Flanders is a very interesting test case for this idea. On data.vlaanderen.be, application profiles already document the expected shapes of data exchanges. The Persoon Basis application profile documents constraints for exchanging person data, and the Adresregister application profile does the same for address-register data. At the same time, the underlying OSLO vocabularies already contain semantic links to broader vocabularies. A good small example is OSLO Adres: properties such as adres:Adresvoorstelling.huisnummer, adres:gemeentenaam and adres:land are linked to the W3C LOCN vocabulary.
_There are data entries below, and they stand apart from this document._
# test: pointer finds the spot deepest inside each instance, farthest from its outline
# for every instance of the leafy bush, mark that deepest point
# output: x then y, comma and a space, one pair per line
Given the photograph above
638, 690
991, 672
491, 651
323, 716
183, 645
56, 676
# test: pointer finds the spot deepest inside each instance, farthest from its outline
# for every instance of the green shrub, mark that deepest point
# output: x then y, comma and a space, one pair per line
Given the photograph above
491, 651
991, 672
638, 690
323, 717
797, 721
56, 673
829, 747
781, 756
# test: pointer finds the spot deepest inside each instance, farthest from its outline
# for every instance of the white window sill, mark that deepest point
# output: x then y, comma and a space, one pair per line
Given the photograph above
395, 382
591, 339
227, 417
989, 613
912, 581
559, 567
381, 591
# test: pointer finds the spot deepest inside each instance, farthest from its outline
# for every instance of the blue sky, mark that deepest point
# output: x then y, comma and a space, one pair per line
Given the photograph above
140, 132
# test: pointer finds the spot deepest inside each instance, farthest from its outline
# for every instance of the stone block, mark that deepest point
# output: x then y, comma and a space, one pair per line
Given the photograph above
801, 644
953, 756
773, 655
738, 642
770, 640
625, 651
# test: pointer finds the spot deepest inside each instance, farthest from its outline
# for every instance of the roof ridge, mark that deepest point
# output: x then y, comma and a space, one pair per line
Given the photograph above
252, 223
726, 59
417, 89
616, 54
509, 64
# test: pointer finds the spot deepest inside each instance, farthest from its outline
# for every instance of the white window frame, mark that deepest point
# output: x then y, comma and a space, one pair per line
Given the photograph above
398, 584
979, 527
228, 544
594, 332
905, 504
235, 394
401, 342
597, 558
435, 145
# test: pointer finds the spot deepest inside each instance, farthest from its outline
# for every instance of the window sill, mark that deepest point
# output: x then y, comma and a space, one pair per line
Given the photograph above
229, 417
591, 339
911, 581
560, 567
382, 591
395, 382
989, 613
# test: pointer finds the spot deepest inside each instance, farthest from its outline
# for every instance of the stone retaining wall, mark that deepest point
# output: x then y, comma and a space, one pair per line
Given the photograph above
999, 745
The example below does not copy those alignment statements into the page. Instead, it fetches the OSLO Adres vocabulary directly from its Turtle URL, loads the generic OWL 2 RL rule profile, and runs the reasoner over a small input graph that uses OSLO address terms. The output is filtered to the broader W3C LOCN address terms.

Demo 6: OSLO Adres → W3C LOCN through a URL lookup

The ontology URL is fixed and read-only: the demo fetches the published OSLO vocabulary itself, then runs OWL 2 RL reasoning over the input data below.

Open
Ready.
Click “Run OWL 2 RL inference”.

The output is the important part: from OSLO input data, the reasoner derives a broader locn:Address type and LOCN properties such as locn:locatorDesignator, locn:postName and locn:adminUnitL1. A project can therefore publish data using OSLO and still expose a W3C LOCN-shaped view without hand-writing a transformation for every dataset. The same multi-layer idea also works one step earlier: a local team can first align its own vocabulary to OSLO, and OSLO can then provide the next bridge towards Europe. This is eventual interoperability at multiple layers, backed by the vocabulary descriptions that data portals already publish.

P.S.

For this blog post I coded up the RDFJS Inference Engine, which is now launched on npm and can be reused in your own projects as well: rdfjs-inference-engine. Thanks to Raf Buyle for the inspirational chat on the train that led to the first experiments on explaining how alignments can be automated. Also thanks to Jos De Roo and Patrick Hochstenbach for the late-night discussions on our reasoning channel, effectively validating (or invalidating some of) these ideas.